Same pipeline, same 40 questions, looped to 120 items for volume. This time the dashboard told the truth I was after:

Langfuse dashboard showing 120 traces, total model cost, and average scores for faithfulness, relevance, and precision

120 traces, 840 observations, 360 score objects (120 each of faithfulness, relevance, precision), and total cost tracked per model. The Scores panel populated, and so did Scores Analytics, with faithfulness sitting near 4.9 and precision around 0.53, which immediately tells me retrieval, not generation, is my weak link.

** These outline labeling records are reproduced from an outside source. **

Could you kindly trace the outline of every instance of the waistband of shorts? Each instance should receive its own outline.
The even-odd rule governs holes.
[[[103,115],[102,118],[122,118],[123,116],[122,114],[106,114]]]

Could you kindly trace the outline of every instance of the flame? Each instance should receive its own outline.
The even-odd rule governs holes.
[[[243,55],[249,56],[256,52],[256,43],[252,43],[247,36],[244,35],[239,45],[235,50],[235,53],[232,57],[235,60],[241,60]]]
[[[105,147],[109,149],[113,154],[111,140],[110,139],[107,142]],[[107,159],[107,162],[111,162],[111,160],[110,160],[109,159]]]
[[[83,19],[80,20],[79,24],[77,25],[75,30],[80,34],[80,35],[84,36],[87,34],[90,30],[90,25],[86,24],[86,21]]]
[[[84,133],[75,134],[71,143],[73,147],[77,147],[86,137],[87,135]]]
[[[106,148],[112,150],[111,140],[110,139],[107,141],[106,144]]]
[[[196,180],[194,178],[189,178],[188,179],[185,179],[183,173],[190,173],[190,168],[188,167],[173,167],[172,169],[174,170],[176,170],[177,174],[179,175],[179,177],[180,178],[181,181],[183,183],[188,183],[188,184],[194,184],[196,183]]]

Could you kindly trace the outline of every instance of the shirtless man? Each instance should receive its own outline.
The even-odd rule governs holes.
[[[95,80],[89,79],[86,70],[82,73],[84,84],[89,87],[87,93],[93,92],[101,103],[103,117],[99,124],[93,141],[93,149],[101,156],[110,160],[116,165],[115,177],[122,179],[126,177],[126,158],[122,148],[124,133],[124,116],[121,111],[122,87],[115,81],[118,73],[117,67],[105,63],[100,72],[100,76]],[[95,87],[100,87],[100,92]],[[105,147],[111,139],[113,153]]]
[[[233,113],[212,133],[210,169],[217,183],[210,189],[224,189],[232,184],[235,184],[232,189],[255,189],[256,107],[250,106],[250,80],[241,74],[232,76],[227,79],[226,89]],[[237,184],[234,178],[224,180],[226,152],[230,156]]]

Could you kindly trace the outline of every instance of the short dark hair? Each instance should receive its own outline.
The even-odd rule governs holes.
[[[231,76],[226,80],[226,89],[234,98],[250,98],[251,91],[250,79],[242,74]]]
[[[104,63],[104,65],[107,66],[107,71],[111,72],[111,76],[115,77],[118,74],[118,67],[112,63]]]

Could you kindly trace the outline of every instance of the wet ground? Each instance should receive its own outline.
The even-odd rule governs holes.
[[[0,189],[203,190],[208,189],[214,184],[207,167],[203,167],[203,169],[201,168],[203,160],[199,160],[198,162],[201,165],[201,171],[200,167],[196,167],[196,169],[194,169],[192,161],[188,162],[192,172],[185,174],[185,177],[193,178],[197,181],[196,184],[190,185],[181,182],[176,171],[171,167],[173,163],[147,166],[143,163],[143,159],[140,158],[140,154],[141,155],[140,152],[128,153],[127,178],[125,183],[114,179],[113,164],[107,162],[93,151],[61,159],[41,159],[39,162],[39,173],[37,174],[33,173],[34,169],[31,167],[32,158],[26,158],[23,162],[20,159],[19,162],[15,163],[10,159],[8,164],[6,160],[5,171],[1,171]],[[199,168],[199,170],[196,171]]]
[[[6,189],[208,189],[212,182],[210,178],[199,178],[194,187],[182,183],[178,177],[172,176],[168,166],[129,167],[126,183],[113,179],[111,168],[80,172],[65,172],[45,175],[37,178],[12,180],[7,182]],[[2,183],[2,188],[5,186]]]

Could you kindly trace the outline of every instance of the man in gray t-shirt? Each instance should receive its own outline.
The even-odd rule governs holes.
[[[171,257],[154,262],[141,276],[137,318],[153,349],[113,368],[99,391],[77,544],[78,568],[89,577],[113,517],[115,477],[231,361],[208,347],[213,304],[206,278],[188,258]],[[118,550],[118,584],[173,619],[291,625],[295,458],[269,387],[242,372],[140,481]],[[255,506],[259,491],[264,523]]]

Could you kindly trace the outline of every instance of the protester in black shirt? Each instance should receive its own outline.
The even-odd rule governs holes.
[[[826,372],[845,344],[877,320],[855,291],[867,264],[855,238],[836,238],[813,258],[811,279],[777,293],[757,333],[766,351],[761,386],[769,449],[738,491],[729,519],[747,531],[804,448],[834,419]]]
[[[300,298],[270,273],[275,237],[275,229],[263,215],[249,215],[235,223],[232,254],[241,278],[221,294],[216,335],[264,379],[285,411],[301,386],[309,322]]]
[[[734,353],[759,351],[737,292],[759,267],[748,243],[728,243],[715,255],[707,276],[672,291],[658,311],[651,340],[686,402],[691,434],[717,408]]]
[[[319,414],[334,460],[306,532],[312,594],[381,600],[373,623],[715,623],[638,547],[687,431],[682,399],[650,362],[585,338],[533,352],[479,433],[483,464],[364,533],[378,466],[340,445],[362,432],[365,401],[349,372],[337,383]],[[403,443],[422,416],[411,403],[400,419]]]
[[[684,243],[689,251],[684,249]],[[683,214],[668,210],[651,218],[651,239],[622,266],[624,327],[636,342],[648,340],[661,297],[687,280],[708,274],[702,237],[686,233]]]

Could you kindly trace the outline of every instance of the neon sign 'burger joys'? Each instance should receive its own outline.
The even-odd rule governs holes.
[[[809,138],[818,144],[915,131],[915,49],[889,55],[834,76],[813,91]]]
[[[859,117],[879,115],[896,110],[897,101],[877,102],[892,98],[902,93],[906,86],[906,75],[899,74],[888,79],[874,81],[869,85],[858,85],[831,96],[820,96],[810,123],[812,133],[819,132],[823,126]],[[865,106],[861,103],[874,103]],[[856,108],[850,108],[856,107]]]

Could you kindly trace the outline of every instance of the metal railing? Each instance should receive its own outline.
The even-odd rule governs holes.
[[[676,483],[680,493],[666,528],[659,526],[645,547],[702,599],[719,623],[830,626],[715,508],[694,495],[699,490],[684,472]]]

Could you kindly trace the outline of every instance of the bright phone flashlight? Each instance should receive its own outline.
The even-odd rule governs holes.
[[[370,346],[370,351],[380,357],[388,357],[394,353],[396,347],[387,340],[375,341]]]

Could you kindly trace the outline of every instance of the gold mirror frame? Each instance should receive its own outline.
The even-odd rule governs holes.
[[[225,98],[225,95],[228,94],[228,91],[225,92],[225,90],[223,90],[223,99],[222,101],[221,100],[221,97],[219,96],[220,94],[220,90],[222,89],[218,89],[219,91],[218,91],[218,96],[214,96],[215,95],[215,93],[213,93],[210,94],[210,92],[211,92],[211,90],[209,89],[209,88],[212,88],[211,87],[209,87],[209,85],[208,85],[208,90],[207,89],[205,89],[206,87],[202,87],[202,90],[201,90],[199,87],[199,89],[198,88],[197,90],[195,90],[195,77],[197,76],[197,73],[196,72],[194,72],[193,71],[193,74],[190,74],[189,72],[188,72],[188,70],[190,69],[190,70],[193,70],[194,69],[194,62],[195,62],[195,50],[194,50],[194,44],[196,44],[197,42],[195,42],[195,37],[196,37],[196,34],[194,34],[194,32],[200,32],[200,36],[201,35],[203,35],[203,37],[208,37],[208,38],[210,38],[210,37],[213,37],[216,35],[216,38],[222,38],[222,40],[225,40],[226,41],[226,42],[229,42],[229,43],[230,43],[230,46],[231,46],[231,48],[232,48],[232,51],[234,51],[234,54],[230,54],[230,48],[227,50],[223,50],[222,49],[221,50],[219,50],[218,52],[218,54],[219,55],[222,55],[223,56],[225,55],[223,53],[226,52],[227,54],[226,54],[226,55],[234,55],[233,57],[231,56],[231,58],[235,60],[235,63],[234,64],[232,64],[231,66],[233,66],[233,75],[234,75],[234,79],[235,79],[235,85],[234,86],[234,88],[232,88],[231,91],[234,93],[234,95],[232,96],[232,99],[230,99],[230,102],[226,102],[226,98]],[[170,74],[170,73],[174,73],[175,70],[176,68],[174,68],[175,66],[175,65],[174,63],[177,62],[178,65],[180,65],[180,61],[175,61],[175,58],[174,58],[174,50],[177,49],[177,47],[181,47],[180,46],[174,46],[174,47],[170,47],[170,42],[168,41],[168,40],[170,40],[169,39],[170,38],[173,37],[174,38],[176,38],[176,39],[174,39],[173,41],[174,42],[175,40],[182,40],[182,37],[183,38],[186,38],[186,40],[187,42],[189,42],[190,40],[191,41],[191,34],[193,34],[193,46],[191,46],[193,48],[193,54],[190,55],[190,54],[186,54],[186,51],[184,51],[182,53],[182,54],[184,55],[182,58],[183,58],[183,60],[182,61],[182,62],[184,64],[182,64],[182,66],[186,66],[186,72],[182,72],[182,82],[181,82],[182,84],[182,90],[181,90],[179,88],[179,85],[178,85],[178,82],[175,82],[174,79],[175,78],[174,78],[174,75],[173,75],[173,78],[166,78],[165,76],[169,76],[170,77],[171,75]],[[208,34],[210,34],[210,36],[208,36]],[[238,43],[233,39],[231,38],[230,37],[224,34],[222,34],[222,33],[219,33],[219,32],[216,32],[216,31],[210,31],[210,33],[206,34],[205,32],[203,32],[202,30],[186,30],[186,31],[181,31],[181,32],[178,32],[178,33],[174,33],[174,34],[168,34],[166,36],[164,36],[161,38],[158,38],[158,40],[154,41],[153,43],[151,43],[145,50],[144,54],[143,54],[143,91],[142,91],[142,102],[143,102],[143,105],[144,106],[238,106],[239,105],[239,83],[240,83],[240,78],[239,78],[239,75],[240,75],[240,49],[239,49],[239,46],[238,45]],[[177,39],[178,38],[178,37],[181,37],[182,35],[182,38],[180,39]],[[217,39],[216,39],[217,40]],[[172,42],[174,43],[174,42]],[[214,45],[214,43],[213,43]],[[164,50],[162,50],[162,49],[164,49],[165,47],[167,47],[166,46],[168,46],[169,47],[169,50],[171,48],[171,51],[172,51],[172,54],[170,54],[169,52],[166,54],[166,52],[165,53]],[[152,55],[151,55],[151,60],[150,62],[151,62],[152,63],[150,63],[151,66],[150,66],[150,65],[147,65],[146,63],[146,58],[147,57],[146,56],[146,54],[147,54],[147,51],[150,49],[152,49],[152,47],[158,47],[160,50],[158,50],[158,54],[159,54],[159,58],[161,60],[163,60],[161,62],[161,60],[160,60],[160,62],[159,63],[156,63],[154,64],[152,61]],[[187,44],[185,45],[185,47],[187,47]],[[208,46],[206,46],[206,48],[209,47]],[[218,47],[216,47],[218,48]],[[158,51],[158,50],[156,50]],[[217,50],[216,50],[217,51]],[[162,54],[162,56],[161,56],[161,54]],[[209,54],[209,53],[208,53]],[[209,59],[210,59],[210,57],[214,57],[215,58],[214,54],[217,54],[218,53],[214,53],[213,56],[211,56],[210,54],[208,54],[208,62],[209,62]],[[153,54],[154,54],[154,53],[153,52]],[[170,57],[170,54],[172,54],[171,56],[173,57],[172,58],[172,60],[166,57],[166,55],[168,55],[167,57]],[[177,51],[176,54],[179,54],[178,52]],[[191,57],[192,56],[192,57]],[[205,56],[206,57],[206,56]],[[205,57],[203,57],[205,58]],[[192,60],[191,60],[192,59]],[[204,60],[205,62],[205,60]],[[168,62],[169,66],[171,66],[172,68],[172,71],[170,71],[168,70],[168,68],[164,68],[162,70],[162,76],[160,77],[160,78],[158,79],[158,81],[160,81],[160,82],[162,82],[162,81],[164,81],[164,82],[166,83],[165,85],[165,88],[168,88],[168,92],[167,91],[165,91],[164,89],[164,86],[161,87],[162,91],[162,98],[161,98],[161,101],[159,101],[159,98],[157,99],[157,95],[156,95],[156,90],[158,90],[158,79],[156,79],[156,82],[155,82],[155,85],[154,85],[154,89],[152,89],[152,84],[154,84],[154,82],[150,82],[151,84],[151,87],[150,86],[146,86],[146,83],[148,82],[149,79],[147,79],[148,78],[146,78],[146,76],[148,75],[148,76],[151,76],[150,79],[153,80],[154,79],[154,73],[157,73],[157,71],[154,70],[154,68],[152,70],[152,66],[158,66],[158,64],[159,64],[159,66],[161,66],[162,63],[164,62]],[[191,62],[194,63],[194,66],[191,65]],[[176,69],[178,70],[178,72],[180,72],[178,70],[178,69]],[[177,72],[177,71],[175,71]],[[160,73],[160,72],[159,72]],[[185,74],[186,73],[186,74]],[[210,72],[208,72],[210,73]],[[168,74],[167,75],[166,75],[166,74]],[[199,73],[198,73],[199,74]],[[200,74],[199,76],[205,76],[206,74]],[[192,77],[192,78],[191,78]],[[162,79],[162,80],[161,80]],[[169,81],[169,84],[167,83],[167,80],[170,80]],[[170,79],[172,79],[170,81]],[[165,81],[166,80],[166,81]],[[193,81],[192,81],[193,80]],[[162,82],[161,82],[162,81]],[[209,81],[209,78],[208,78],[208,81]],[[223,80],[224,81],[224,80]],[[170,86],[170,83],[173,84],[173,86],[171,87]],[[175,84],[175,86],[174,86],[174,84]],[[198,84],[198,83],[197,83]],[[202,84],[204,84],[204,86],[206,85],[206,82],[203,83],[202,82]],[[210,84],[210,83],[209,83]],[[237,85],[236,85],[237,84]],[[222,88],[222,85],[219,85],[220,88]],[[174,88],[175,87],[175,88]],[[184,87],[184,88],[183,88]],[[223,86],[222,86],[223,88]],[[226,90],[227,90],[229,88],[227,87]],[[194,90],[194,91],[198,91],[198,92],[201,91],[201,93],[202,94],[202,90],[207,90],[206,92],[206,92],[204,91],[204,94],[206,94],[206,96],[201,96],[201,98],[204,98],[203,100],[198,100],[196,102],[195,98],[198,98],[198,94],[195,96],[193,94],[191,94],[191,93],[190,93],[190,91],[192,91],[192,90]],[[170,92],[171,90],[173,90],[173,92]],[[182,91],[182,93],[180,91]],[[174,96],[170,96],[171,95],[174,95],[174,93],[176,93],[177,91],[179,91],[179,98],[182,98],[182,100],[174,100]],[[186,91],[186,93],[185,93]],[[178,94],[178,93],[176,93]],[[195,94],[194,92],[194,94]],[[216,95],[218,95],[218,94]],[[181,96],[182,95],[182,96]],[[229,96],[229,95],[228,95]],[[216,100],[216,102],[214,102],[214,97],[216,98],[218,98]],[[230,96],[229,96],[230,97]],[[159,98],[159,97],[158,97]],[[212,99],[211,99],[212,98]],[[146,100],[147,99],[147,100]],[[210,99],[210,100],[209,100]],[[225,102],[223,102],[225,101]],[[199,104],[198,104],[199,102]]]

Latency came along for free, broken out by span at p50 through p99. Because of the nesting, the eval_item trace reports the full per-item duration while main_rag_query, generation, and each scorer report their own:

Langfuse latency percentile tables for traces, generations, and observations, with the eval_item, main_rag_query, and scorer spans each showing their own p50 to p99

The takeaway

The thing I will remember from this week: observability is not a switch you flip, it is a model you build. The Langfuse SDK handed me cost and latency for almost nothing, and that creates a false sense that the rest is automatic too. It is not. Trace topology, what counts as one unit of work, and whether a number is a score object or just span output are all decisions you make, and the dashboard will faithfully reflect whatever decisions you actually made rather than the ones you meant to make.

If you are adding tracing to an LLM system and the dashboard looks empty or collapsed, resist the urge to debug the SDK first. Ask what a single trace is supposed to represent in your system, then check whether your instrumentation agrees. Nine times out of ten, that is the gap.